Chapter2 Data models and Query Languages

  1. Data models effects how your software is written, but also how we think about the problem we are solving
    1. Application engineers model real-world objects to programming objects and data structures. (API layer)
    2. Lower level, when you want to store these objects, they are expressed in general-purpose data model, JSON,XML, tables in relational db or graph model.
    3. Database engineer decides ways of representing those data in terms of bytes in memory, disk or on a network
    4. Lower level hardware engineers figure out how to represent bytes interns of electric currents, pulses of light....
  2. Each layer hides the complexity of the layer below by providing a clean data model.
  3. This chapter will compare some databases.

Relation models versus document model

The birth of NoSQL

Driving force behind NoSQL:

  • A need for greater scalability than relational databases can easily achieve, including very large dataset or very high write throughput.
  • A widespread preference for free and open source software over commercial database products.
  • Specialized query operations that are not supported by relation databases.
  • Frustration with restrictiveness of relational schemas.(desire for dynamic and expressive data model.)

The Object-relational mismatch

  1. Translation layer needed in OOP and SQL data model -> ORM
  2. But they cannot completely hide the differences between the two models.
  3. For example :
    1. We have a resume model with some user info;
    2. But one person has many education/working experience-> one-to-many relation
      1. User a separation table to store the positions/education -> connected with foreign key
      2. SQL store structured data types and XML data.
      3. Encode jobs/eduction info as JSON or XML and store it on a text column in the database, let application decode/interpret its structure a content. (DB cannot query the values inside of encoded column)
  4. Resume -> self contained document, a JSON representation can be appropriate. -> Document-oriented db: MangoDB, CouchDB, RethinkDB, Expresso....
  5. But this kind of documents lacks of schema . (Advantage or disadvantage? )
  6. Locality : relations database performing multiple queries while in JSON documents, all related info are in one place.
  7. One-to-Many relationship can be explicitly expressed in the JSON documents.

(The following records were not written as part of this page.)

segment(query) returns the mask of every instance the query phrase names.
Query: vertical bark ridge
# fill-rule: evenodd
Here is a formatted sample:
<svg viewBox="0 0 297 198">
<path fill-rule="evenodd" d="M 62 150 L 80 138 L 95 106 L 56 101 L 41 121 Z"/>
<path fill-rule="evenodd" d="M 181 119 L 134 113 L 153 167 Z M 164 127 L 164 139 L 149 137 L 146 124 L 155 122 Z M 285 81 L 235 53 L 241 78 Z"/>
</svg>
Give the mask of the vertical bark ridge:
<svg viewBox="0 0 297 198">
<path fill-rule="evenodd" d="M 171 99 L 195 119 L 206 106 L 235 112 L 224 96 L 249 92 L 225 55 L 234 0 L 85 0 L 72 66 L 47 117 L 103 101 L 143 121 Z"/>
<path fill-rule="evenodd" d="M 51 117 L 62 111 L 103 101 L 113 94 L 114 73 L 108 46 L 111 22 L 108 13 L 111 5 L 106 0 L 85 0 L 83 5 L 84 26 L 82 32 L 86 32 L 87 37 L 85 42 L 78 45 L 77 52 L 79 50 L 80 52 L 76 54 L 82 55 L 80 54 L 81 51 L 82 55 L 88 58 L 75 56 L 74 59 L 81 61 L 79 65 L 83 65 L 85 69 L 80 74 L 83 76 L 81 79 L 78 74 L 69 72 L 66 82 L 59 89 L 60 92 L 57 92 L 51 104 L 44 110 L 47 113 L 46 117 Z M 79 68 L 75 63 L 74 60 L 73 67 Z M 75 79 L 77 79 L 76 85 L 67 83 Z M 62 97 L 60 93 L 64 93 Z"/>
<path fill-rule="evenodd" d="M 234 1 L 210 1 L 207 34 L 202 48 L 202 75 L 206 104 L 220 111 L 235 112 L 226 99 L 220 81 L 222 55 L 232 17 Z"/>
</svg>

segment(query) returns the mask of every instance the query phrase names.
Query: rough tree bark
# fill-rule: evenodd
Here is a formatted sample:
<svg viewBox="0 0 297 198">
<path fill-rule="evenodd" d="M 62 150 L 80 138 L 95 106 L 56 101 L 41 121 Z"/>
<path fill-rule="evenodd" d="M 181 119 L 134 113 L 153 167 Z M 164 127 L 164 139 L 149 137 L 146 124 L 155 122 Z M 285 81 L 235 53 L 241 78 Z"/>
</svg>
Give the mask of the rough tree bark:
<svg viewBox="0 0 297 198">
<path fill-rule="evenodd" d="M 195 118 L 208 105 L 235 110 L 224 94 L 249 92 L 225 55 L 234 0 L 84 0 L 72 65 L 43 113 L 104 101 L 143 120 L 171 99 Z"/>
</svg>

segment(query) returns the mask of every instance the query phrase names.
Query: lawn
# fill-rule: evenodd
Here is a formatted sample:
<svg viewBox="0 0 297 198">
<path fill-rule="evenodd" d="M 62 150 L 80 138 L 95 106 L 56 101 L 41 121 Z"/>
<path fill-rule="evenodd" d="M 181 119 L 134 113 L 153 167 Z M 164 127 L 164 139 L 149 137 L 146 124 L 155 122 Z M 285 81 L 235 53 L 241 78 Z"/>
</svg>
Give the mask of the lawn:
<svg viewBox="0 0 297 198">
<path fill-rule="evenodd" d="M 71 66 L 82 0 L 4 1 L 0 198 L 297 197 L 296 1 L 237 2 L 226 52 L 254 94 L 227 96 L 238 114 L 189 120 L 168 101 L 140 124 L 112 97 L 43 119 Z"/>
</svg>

Many-to-one and Many-to-Many Relationships

  1. region_id and industry id are in ID not free text , why -> Free text vs standard list :
    • Consisten style and spelling across profiles
    • Avowing ambiguity (several cities has the same name)
    • Ease of updating (name stored in one place (the mapping of standard representation and name))
    • Localization support
    • Relations between standards lists but no such info in free text
  2. ID can be meaningless thus no need to change, -> free text is meaningful to human so change will cause all change to the text. -> incurs write overheads and risk of inconsistence. -> removing duplications is called normalization
  3. Many-to-one relationships -> can leverage normalization -> not match nicely to the document data model.
    1. In relaational db, joins are easy
    2. In document db, joins are weakly supported (on-to-many don't need join, they are in one document)
    3. Application code need to support join function if needed.
    4. Even if the application are fit for the document data model, application data becomes interconnected over time with new features
      1. Feature 1 : recommendation(including others position and names..(an entity )) from other, can be shown in the name of position
      2. Organizations and school names are string, but what if they are entities referenced. (Who each of them has host pages...)
      3. image-20240414095232889

Are Document Databases repeating history

Revisit document model and relational model history :

  1. Network model: a node can have multiple parents, they are connected by pointer, if you have no path of your desired record, you have to go through the paths to find you one; besides, update in this structure become complex
  2. Relational model: not nested structures, any records can be retrieved in the table(schema) with nay condition.inserting new rows without worrying the foreign key relationships.
    1. Query optimizer decides which parts execute in which order and indexed used; (effective access 'path') -> new indexed can be added with original query to leverage
  3. Comparison: both relational and document databases are referring related items using foreign key/document reference. Document databases has similar structure of hierarchical model in the old day but different in terms of many to one and many to many relationships.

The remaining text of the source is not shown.